Sultan Minta Pengusaha Beri Upah Perajin Lebih Baik

  • Bagikan
RAJIN: Perajin menyelesaikan pembuatan penutup kepala tradisional (blangkon) gaya Yogyakarta di Desa Beji, Sidoarum, Godean, Sleman, Yogyakarta, beberapa waktu lalu. (ANTARA/JOGLO JOGJA)

YOGYAKARTA, Joglo Jogja – Gubernur Daerah Istimewa Yogyakarta (DIY) Sri Sultan Hamengku Buwono X meminta pengusaha produk kerajinan baik perhiasan maupun batik, memberikan upah yang lebih baik kepada para perajin lokal di wilayahnya. Permintaan tersebut didasarkan atas keprihatinannya kepada para perajin, dengan harapan dapat meningkatkan pendapatan mereka.

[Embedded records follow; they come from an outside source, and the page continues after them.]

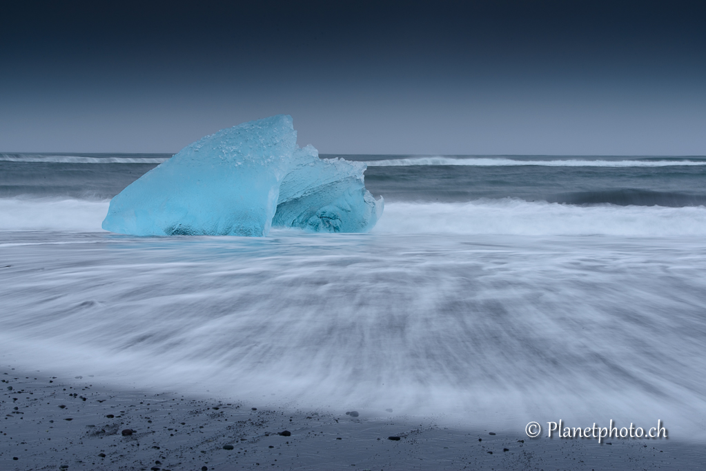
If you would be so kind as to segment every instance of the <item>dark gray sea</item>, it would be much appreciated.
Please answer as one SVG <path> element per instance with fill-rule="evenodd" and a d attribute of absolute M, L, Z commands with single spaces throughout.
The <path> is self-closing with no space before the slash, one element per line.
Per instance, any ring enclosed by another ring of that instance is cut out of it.
<path fill-rule="evenodd" d="M 0 154 L 0 355 L 273 404 L 706 435 L 706 157 L 368 162 L 368 234 L 138 238 L 169 154 Z"/>

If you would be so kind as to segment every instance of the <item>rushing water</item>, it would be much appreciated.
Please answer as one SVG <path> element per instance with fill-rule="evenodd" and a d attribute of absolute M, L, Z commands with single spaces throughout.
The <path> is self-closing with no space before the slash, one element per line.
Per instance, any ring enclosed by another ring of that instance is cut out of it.
<path fill-rule="evenodd" d="M 140 238 L 100 223 L 168 155 L 0 155 L 3 360 L 469 425 L 660 419 L 703 436 L 706 159 L 345 157 L 385 198 L 369 234 Z"/>

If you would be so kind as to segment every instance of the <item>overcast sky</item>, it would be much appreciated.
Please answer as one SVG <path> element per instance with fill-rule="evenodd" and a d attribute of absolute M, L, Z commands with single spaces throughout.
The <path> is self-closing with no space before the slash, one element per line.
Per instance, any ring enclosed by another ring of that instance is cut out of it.
<path fill-rule="evenodd" d="M 322 153 L 706 154 L 703 2 L 16 3 L 0 152 L 288 114 Z"/>

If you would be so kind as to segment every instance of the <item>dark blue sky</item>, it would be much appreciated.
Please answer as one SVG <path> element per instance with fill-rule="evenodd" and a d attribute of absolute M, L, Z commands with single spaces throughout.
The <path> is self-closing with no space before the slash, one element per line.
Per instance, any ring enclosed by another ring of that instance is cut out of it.
<path fill-rule="evenodd" d="M 0 152 L 706 154 L 703 2 L 104 3 L 4 6 Z"/>

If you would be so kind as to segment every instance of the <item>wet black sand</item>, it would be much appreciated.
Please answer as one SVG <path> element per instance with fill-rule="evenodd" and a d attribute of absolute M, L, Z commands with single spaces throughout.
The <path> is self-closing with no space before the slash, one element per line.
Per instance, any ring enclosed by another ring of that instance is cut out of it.
<path fill-rule="evenodd" d="M 10 366 L 0 379 L 4 471 L 698 470 L 706 458 L 702 445 L 674 439 L 530 440 L 523 430 L 446 427 L 387 411 L 263 408 Z"/>

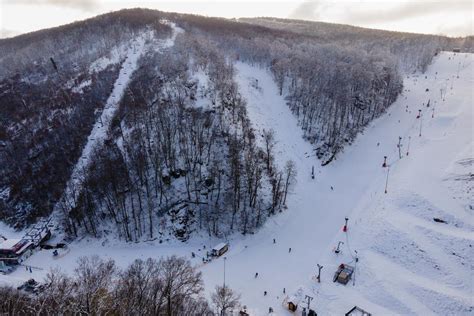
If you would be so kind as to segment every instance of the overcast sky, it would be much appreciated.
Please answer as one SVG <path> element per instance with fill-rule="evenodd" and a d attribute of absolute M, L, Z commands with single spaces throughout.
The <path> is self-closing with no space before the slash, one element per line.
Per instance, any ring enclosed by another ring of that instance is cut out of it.
<path fill-rule="evenodd" d="M 274 16 L 449 36 L 474 34 L 472 0 L 0 0 L 0 37 L 133 7 L 227 18 Z"/>

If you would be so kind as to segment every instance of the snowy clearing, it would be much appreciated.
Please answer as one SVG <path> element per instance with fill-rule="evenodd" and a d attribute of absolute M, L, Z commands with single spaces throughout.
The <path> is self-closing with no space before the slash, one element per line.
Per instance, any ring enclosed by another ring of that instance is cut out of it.
<path fill-rule="evenodd" d="M 290 314 L 283 300 L 295 293 L 302 299 L 314 297 L 311 307 L 321 315 L 340 315 L 354 305 L 372 314 L 472 313 L 473 61 L 471 54 L 441 53 L 426 74 L 407 77 L 405 92 L 389 111 L 326 167 L 319 166 L 311 145 L 302 139 L 271 74 L 236 64 L 236 80 L 257 135 L 272 128 L 277 163 L 283 166 L 292 159 L 298 169 L 288 210 L 269 218 L 256 234 L 229 240 L 225 282 L 242 294 L 242 304 L 252 315 L 266 315 L 269 307 L 278 315 Z M 131 72 L 117 80 L 107 103 L 111 111 Z M 422 115 L 416 118 L 419 109 Z M 83 156 L 88 157 L 106 130 L 100 126 L 94 131 L 95 141 L 90 139 Z M 382 168 L 384 156 L 389 168 Z M 87 161 L 76 169 L 82 170 Z M 349 225 L 344 233 L 346 216 Z M 337 255 L 333 248 L 338 241 L 344 244 Z M 223 282 L 224 259 L 201 265 L 200 255 L 206 251 L 204 244 L 208 249 L 217 243 L 202 238 L 186 244 L 84 239 L 56 260 L 50 251 L 38 252 L 27 260 L 38 269 L 30 273 L 20 268 L 0 276 L 0 283 L 17 284 L 31 276 L 41 279 L 56 266 L 72 272 L 83 255 L 100 254 L 126 266 L 136 258 L 177 254 L 199 266 L 209 294 Z M 191 251 L 197 258 L 191 259 Z M 340 263 L 356 266 L 355 282 L 346 286 L 332 282 Z M 323 266 L 321 283 L 314 279 L 317 264 Z"/>
<path fill-rule="evenodd" d="M 158 50 L 163 50 L 173 46 L 176 36 L 182 32 L 182 30 L 176 27 L 174 23 L 169 24 L 173 28 L 172 36 L 170 38 L 158 41 L 156 47 Z M 145 43 L 147 39 L 150 38 L 150 36 L 152 36 L 150 32 L 144 32 L 138 36 L 128 47 L 126 54 L 127 57 L 123 62 L 118 78 L 114 83 L 112 93 L 107 99 L 101 115 L 95 122 L 94 127 L 92 128 L 92 131 L 87 139 L 87 143 L 82 150 L 81 157 L 74 166 L 71 178 L 66 185 L 66 189 L 64 190 L 62 197 L 62 201 L 64 203 L 56 204 L 54 210 L 55 214 L 58 214 L 59 212 L 67 213 L 71 208 L 74 207 L 75 201 L 77 200 L 77 197 L 81 191 L 82 183 L 85 180 L 88 166 L 91 163 L 91 159 L 93 159 L 92 154 L 95 149 L 102 146 L 104 140 L 107 137 L 110 124 L 118 109 L 120 100 L 125 93 L 133 72 L 138 66 L 138 60 L 144 53 Z"/>

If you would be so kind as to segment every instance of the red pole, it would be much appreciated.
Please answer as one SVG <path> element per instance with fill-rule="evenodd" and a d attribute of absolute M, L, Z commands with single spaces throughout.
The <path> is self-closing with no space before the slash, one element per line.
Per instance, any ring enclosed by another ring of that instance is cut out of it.
<path fill-rule="evenodd" d="M 410 140 L 411 140 L 411 136 L 408 136 L 408 148 L 407 148 L 407 156 L 410 152 Z"/>

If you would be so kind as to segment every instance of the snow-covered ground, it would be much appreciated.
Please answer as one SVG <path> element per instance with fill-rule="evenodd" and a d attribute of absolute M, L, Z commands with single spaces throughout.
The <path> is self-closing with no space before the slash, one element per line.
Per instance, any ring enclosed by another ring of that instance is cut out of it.
<path fill-rule="evenodd" d="M 170 38 L 166 38 L 164 40 L 159 41 L 155 45 L 155 49 L 163 50 L 169 48 L 174 45 L 174 41 L 176 36 L 182 32 L 182 29 L 177 27 L 174 23 L 168 23 L 172 29 L 173 33 Z M 145 43 L 149 40 L 152 36 L 152 32 L 143 32 L 134 39 L 134 41 L 130 44 L 127 48 L 126 52 L 126 59 L 122 64 L 120 69 L 118 78 L 114 83 L 114 88 L 112 93 L 110 94 L 107 102 L 102 110 L 101 115 L 98 117 L 97 121 L 92 128 L 92 131 L 87 139 L 87 143 L 82 149 L 81 157 L 79 161 L 74 166 L 73 172 L 71 174 L 71 178 L 66 185 L 66 189 L 64 190 L 62 201 L 65 203 L 57 203 L 54 214 L 58 214 L 61 212 L 67 213 L 71 208 L 74 207 L 75 201 L 81 191 L 82 183 L 85 180 L 88 167 L 93 159 L 94 150 L 100 148 L 103 145 L 104 140 L 107 137 L 107 133 L 110 128 L 110 124 L 117 112 L 120 100 L 122 99 L 125 89 L 128 86 L 128 83 L 132 77 L 133 72 L 136 70 L 138 66 L 138 60 L 142 56 L 145 51 Z M 114 54 L 117 55 L 118 54 Z M 110 62 L 109 59 L 99 60 L 94 63 L 95 68 L 105 68 L 105 64 Z M 82 90 L 82 86 L 77 87 L 78 91 Z"/>
<path fill-rule="evenodd" d="M 302 139 L 271 75 L 236 64 L 254 127 L 272 128 L 277 163 L 292 159 L 298 169 L 288 210 L 269 218 L 256 234 L 230 239 L 226 285 L 242 294 L 252 315 L 266 315 L 269 307 L 278 315 L 289 314 L 282 301 L 297 292 L 302 299 L 314 297 L 311 306 L 321 315 L 343 314 L 354 305 L 384 315 L 473 312 L 473 61 L 470 54 L 441 53 L 426 74 L 407 77 L 405 92 L 387 114 L 326 167 L 319 166 L 311 145 Z M 422 116 L 417 119 L 419 109 Z M 384 156 L 389 168 L 382 168 Z M 344 233 L 346 216 L 349 229 Z M 338 241 L 344 244 L 336 255 Z M 216 243 L 202 238 L 186 244 L 101 242 L 76 241 L 59 259 L 52 259 L 49 251 L 38 252 L 27 264 L 39 269 L 19 269 L 0 276 L 0 283 L 41 279 L 54 266 L 71 272 L 79 256 L 90 254 L 114 258 L 121 266 L 135 258 L 170 254 L 199 264 L 206 251 L 202 245 Z M 191 251 L 198 258 L 191 259 Z M 337 266 L 354 265 L 356 256 L 355 282 L 333 283 Z M 317 264 L 323 265 L 319 284 L 314 280 Z M 222 284 L 224 258 L 199 269 L 207 293 Z"/>

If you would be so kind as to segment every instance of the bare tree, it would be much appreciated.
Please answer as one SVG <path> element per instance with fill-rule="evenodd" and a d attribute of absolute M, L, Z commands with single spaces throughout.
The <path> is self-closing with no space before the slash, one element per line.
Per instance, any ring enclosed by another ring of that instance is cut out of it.
<path fill-rule="evenodd" d="M 220 316 L 232 315 L 233 310 L 240 306 L 240 294 L 228 286 L 216 286 L 211 301 Z"/>

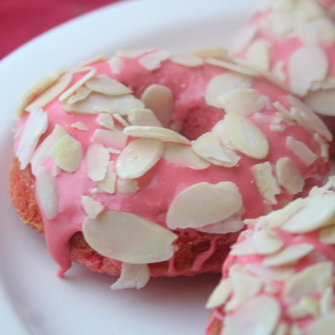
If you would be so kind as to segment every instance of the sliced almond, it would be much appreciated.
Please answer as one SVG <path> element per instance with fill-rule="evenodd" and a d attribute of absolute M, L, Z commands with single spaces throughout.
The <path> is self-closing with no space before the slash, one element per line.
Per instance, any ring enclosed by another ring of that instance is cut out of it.
<path fill-rule="evenodd" d="M 141 100 L 146 108 L 151 110 L 163 127 L 169 124 L 173 112 L 173 94 L 166 86 L 153 84 L 142 94 Z"/>
<path fill-rule="evenodd" d="M 88 195 L 82 195 L 82 204 L 85 213 L 90 218 L 96 218 L 105 208 L 103 204 Z"/>
<path fill-rule="evenodd" d="M 174 142 L 184 144 L 190 143 L 186 137 L 166 128 L 151 126 L 131 126 L 126 127 L 124 133 L 135 137 L 156 138 L 163 142 Z"/>
<path fill-rule="evenodd" d="M 128 135 L 117 130 L 96 129 L 91 140 L 106 147 L 121 149 L 127 142 Z"/>
<path fill-rule="evenodd" d="M 147 264 L 131 264 L 124 262 L 121 275 L 110 288 L 112 290 L 140 289 L 145 286 L 149 278 L 150 269 Z"/>
<path fill-rule="evenodd" d="M 133 92 L 129 87 L 112 79 L 105 73 L 92 77 L 86 82 L 85 84 L 94 92 L 102 93 L 108 96 L 119 96 Z"/>
<path fill-rule="evenodd" d="M 239 211 L 242 204 L 234 184 L 201 182 L 185 188 L 174 198 L 166 222 L 171 229 L 202 227 L 228 218 Z"/>
<path fill-rule="evenodd" d="M 79 170 L 82 163 L 82 144 L 66 134 L 51 147 L 48 154 L 61 169 L 68 172 L 75 172 Z"/>
<path fill-rule="evenodd" d="M 302 191 L 305 180 L 300 170 L 288 157 L 282 157 L 276 163 L 276 174 L 278 184 L 290 194 Z"/>
<path fill-rule="evenodd" d="M 188 146 L 167 142 L 165 147 L 163 158 L 173 164 L 194 170 L 203 170 L 210 165 L 209 163 L 199 157 Z"/>
<path fill-rule="evenodd" d="M 228 71 L 216 75 L 207 84 L 205 93 L 206 102 L 210 106 L 220 108 L 219 99 L 230 91 L 237 89 L 250 89 L 253 80 L 251 77 Z"/>
<path fill-rule="evenodd" d="M 19 159 L 21 170 L 28 166 L 40 135 L 47 130 L 47 113 L 42 108 L 36 108 L 29 114 L 16 151 L 16 156 Z"/>
<path fill-rule="evenodd" d="M 120 178 L 138 178 L 149 171 L 162 157 L 163 142 L 154 138 L 139 138 L 131 142 L 121 152 L 117 164 Z"/>
<path fill-rule="evenodd" d="M 271 297 L 260 296 L 246 302 L 225 318 L 222 335 L 269 335 L 277 327 L 281 306 Z"/>
<path fill-rule="evenodd" d="M 96 219 L 87 218 L 83 234 L 87 242 L 100 254 L 134 264 L 169 260 L 174 253 L 172 244 L 177 238 L 144 218 L 114 211 L 104 211 Z"/>
<path fill-rule="evenodd" d="M 272 173 L 270 162 L 260 163 L 253 167 L 256 185 L 262 195 L 271 204 L 278 202 L 276 195 L 281 193 L 277 181 Z"/>
<path fill-rule="evenodd" d="M 44 166 L 36 170 L 36 191 L 39 204 L 48 220 L 58 214 L 59 195 L 54 179 Z"/>
<path fill-rule="evenodd" d="M 295 140 L 292 136 L 286 137 L 286 147 L 292 150 L 307 166 L 311 166 L 318 155 L 314 154 L 303 142 Z"/>
<path fill-rule="evenodd" d="M 297 49 L 292 54 L 288 66 L 290 87 L 293 93 L 304 96 L 314 82 L 325 79 L 328 68 L 327 54 L 321 48 L 301 47 Z"/>
<path fill-rule="evenodd" d="M 256 159 L 269 154 L 269 143 L 263 132 L 248 118 L 236 112 L 225 115 L 229 139 L 241 152 Z"/>

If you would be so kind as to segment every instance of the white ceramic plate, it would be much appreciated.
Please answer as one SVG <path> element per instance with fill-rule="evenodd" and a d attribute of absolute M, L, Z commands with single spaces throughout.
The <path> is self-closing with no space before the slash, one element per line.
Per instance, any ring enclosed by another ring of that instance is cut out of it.
<path fill-rule="evenodd" d="M 151 279 L 112 291 L 115 278 L 74 265 L 64 278 L 44 239 L 22 225 L 7 194 L 17 96 L 48 73 L 107 52 L 229 46 L 258 0 L 121 1 L 52 29 L 0 62 L 0 334 L 202 335 L 219 275 Z"/>

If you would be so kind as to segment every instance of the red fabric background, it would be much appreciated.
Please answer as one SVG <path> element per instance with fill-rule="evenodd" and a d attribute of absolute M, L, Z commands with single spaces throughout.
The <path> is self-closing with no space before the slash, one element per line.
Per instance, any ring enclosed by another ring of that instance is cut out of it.
<path fill-rule="evenodd" d="M 120 0 L 0 0 L 0 59 L 40 34 Z"/>

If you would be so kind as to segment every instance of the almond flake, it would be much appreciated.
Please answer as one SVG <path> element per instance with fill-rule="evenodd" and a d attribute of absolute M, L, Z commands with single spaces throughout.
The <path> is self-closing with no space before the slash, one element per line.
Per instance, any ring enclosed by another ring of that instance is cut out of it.
<path fill-rule="evenodd" d="M 84 221 L 83 234 L 90 246 L 101 255 L 134 264 L 168 260 L 174 253 L 177 236 L 137 215 L 107 211 Z M 144 239 L 143 237 L 145 237 Z"/>
<path fill-rule="evenodd" d="M 218 98 L 218 105 L 226 113 L 234 112 L 248 116 L 265 108 L 268 100 L 267 97 L 261 96 L 255 89 L 236 89 L 221 96 Z"/>
<path fill-rule="evenodd" d="M 149 71 L 153 71 L 159 68 L 161 63 L 166 61 L 170 56 L 171 54 L 168 50 L 163 49 L 142 56 L 138 60 L 138 63 Z"/>
<path fill-rule="evenodd" d="M 322 262 L 295 274 L 286 282 L 284 296 L 295 299 L 322 292 L 333 283 L 333 267 L 332 262 Z"/>
<path fill-rule="evenodd" d="M 82 195 L 82 204 L 85 213 L 90 218 L 96 218 L 105 208 L 103 204 L 88 195 Z"/>
<path fill-rule="evenodd" d="M 86 86 L 94 92 L 108 96 L 119 96 L 133 92 L 131 89 L 105 73 L 91 77 L 86 82 Z"/>
<path fill-rule="evenodd" d="M 302 47 L 292 54 L 288 61 L 290 87 L 295 94 L 304 96 L 313 82 L 323 80 L 328 72 L 328 59 L 318 47 Z M 308 69 L 308 71 L 306 69 Z"/>
<path fill-rule="evenodd" d="M 184 144 L 190 143 L 186 137 L 166 128 L 151 126 L 131 126 L 126 127 L 124 133 L 135 137 L 156 138 L 163 142 L 174 142 Z"/>
<path fill-rule="evenodd" d="M 335 312 L 329 313 L 325 315 L 313 320 L 305 329 L 306 335 L 332 335 L 335 329 Z"/>
<path fill-rule="evenodd" d="M 177 64 L 190 67 L 200 66 L 204 64 L 202 58 L 186 52 L 174 52 L 170 57 L 170 60 Z"/>
<path fill-rule="evenodd" d="M 153 84 L 147 87 L 141 100 L 151 110 L 163 127 L 169 124 L 173 112 L 173 94 L 166 86 Z"/>
<path fill-rule="evenodd" d="M 171 229 L 202 227 L 228 218 L 242 204 L 238 188 L 230 181 L 195 184 L 174 198 L 168 211 L 167 225 Z"/>
<path fill-rule="evenodd" d="M 39 204 L 48 220 L 54 218 L 58 214 L 59 196 L 54 179 L 44 166 L 36 170 L 36 191 Z"/>
<path fill-rule="evenodd" d="M 128 135 L 117 130 L 96 129 L 91 140 L 102 143 L 106 147 L 121 149 L 127 142 Z"/>
<path fill-rule="evenodd" d="M 114 171 L 114 162 L 108 162 L 106 174 L 103 180 L 96 182 L 99 188 L 105 192 L 113 194 L 115 193 L 117 174 Z"/>
<path fill-rule="evenodd" d="M 278 252 L 284 242 L 265 230 L 258 230 L 252 235 L 253 246 L 259 255 L 271 255 Z"/>
<path fill-rule="evenodd" d="M 140 289 L 145 286 L 149 278 L 150 269 L 147 264 L 131 264 L 124 262 L 121 275 L 110 288 L 112 290 Z"/>
<path fill-rule="evenodd" d="M 200 157 L 216 165 L 232 167 L 239 161 L 233 151 L 222 146 L 213 133 L 205 133 L 192 142 L 192 149 Z"/>
<path fill-rule="evenodd" d="M 269 335 L 276 329 L 281 313 L 281 306 L 276 299 L 257 297 L 227 315 L 222 335 Z"/>
<path fill-rule="evenodd" d="M 266 267 L 280 267 L 295 263 L 307 255 L 314 249 L 314 246 L 308 243 L 302 243 L 287 246 L 274 255 L 267 256 L 263 260 Z"/>
<path fill-rule="evenodd" d="M 229 139 L 238 150 L 253 158 L 262 159 L 269 153 L 269 143 L 263 132 L 248 118 L 236 112 L 225 115 Z"/>
<path fill-rule="evenodd" d="M 139 138 L 131 142 L 117 161 L 120 178 L 138 178 L 149 171 L 161 158 L 164 145 L 154 138 Z"/>
<path fill-rule="evenodd" d="M 335 194 L 306 198 L 304 202 L 304 207 L 281 225 L 283 230 L 293 234 L 302 234 L 334 223 Z"/>
<path fill-rule="evenodd" d="M 276 174 L 278 184 L 290 194 L 299 193 L 304 189 L 304 176 L 293 161 L 288 157 L 282 157 L 277 161 Z"/>
<path fill-rule="evenodd" d="M 232 282 L 226 278 L 220 281 L 206 303 L 207 308 L 214 308 L 225 303 L 232 293 Z"/>
<path fill-rule="evenodd" d="M 75 103 L 77 103 L 78 101 L 81 101 L 82 100 L 85 100 L 89 94 L 91 93 L 91 91 L 87 87 L 82 86 L 80 87 L 75 94 L 71 96 L 66 101 L 68 104 L 72 104 Z"/>
<path fill-rule="evenodd" d="M 163 158 L 173 164 L 194 170 L 203 170 L 210 165 L 209 163 L 199 157 L 188 146 L 172 142 L 167 142 L 165 146 Z"/>
<path fill-rule="evenodd" d="M 42 108 L 34 109 L 29 114 L 24 127 L 16 151 L 21 170 L 28 166 L 40 135 L 47 130 L 47 113 Z"/>
<path fill-rule="evenodd" d="M 106 174 L 109 160 L 108 150 L 103 144 L 98 143 L 91 144 L 87 149 L 85 158 L 89 177 L 94 181 L 103 180 Z"/>
<path fill-rule="evenodd" d="M 75 172 L 79 170 L 82 162 L 82 144 L 66 134 L 56 141 L 48 154 L 61 169 L 68 172 Z"/>
<path fill-rule="evenodd" d="M 260 163 L 253 167 L 257 187 L 262 195 L 271 204 L 277 204 L 275 195 L 281 193 L 277 181 L 272 173 L 270 162 Z"/>
<path fill-rule="evenodd" d="M 107 129 L 114 129 L 115 128 L 114 119 L 110 113 L 99 113 L 96 121 Z"/>
<path fill-rule="evenodd" d="M 72 96 L 80 87 L 84 85 L 85 82 L 91 78 L 96 73 L 96 68 L 90 68 L 91 70 L 82 78 L 80 78 L 75 84 L 68 89 L 59 96 L 59 101 L 65 101 L 70 96 Z"/>
<path fill-rule="evenodd" d="M 162 124 L 151 110 L 136 108 L 131 110 L 128 115 L 128 121 L 132 126 L 152 126 L 162 127 Z"/>
<path fill-rule="evenodd" d="M 58 96 L 66 89 L 72 81 L 72 75 L 66 73 L 61 77 L 51 87 L 44 91 L 42 94 L 26 107 L 25 110 L 31 112 L 36 107 L 43 107 Z"/>
<path fill-rule="evenodd" d="M 210 106 L 220 108 L 219 98 L 237 89 L 250 89 L 252 77 L 229 71 L 213 77 L 207 84 L 205 93 L 206 102 Z"/>
<path fill-rule="evenodd" d="M 108 64 L 110 64 L 112 72 L 114 75 L 120 74 L 125 66 L 124 61 L 118 56 L 112 57 L 108 61 Z"/>
<path fill-rule="evenodd" d="M 64 128 L 59 124 L 56 124 L 52 133 L 45 137 L 43 142 L 37 147 L 30 161 L 31 172 L 34 176 L 36 175 L 37 168 L 43 165 L 47 160 L 50 159 L 50 156 L 47 154 L 47 152 L 52 145 L 67 133 Z"/>
<path fill-rule="evenodd" d="M 246 61 L 264 70 L 269 70 L 270 66 L 269 48 L 269 43 L 267 40 L 255 40 L 246 50 Z"/>
<path fill-rule="evenodd" d="M 303 142 L 295 140 L 292 136 L 286 137 L 286 146 L 292 150 L 307 166 L 311 165 L 318 155 L 314 154 Z"/>

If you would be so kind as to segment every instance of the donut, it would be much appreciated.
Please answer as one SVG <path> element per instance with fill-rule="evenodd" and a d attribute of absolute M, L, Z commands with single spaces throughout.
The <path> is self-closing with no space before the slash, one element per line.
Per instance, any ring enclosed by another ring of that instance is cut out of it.
<path fill-rule="evenodd" d="M 10 195 L 63 276 L 220 272 L 243 220 L 322 185 L 323 121 L 226 50 L 119 51 L 22 96 Z"/>
<path fill-rule="evenodd" d="M 333 134 L 334 8 L 334 1 L 327 0 L 268 1 L 241 29 L 232 48 L 234 56 L 284 81 Z M 334 150 L 333 144 L 332 154 Z"/>
<path fill-rule="evenodd" d="M 335 193 L 329 186 L 246 220 L 207 301 L 207 335 L 334 334 Z"/>

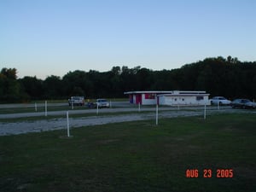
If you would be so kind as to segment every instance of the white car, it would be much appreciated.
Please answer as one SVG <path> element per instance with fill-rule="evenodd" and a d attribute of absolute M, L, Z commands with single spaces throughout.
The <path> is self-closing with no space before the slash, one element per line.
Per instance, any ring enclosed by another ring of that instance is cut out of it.
<path fill-rule="evenodd" d="M 96 107 L 98 107 L 99 108 L 109 108 L 109 102 L 107 99 L 97 99 L 97 102 L 96 102 Z"/>
<path fill-rule="evenodd" d="M 230 105 L 231 101 L 224 96 L 214 96 L 210 99 L 211 105 Z"/>

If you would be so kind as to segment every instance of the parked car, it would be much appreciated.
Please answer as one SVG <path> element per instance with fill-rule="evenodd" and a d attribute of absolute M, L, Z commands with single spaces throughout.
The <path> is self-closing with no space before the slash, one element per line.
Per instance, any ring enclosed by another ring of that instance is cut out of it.
<path fill-rule="evenodd" d="M 84 105 L 84 96 L 71 96 L 70 99 L 68 99 L 68 105 L 69 106 L 83 106 Z"/>
<path fill-rule="evenodd" d="M 99 108 L 110 107 L 109 102 L 107 99 L 97 99 L 97 102 L 96 102 L 96 107 L 97 106 Z"/>
<path fill-rule="evenodd" d="M 232 108 L 256 108 L 256 103 L 248 99 L 236 99 L 230 105 Z"/>
<path fill-rule="evenodd" d="M 227 100 L 224 96 L 213 96 L 210 99 L 211 105 L 230 105 L 231 101 Z"/>

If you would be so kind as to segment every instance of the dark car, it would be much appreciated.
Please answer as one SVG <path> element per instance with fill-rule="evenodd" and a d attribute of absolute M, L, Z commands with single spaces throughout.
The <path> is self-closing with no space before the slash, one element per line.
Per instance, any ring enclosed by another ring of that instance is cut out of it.
<path fill-rule="evenodd" d="M 232 108 L 256 108 L 256 103 L 248 99 L 236 99 L 230 103 Z"/>

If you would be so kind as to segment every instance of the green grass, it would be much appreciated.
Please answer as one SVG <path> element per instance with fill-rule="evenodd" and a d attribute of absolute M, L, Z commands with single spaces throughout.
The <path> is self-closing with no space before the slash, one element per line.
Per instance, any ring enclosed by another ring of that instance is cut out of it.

Menurut Sultan, jika upah yang didapatkan para perajin di DIY masih kecil, maka regenerasi sulit dilakukan. Hal itu menyebabkan para perajin hanya diisi oleh para orang tua.

“Selama para pengusaha itu bikin kain batik dari apa pun, entah sutera atau katun untuk perhiasan, untuk aksesori itu tetap penghasilannya kecil, saya yakin yang kerja hanya orang tua, tidak akan ada pemuda yang mau (menjadi perajin, red),” kata Sultan.

Padahal menurut dia, pada tahun ini Pemda DIY memproyeksikan bisnis fashion yang juga mencakup aneka produk kerajinan meliputi batik, perhiasan, hingga aksesori bakal mampu mendorong pertumbuhan ekonomi DIY. Ia menilai bisnis itu memiliki potensi cukup besar untuk terus tumbuh dan berkembang di wilayahnya.

Fashion itu tidak sekadar kita bicara baju atau celana. Fashion itu ya kelengkapan dari itu, ada sepatu, kaus kaki, kalau ibu-ibu ya ada aksesori, perhiasan, ada tas, topi, ada gift entah dari rotan, kayu atau besi. Potensi itu di Yogyakarta sengat besar,” ujar dia.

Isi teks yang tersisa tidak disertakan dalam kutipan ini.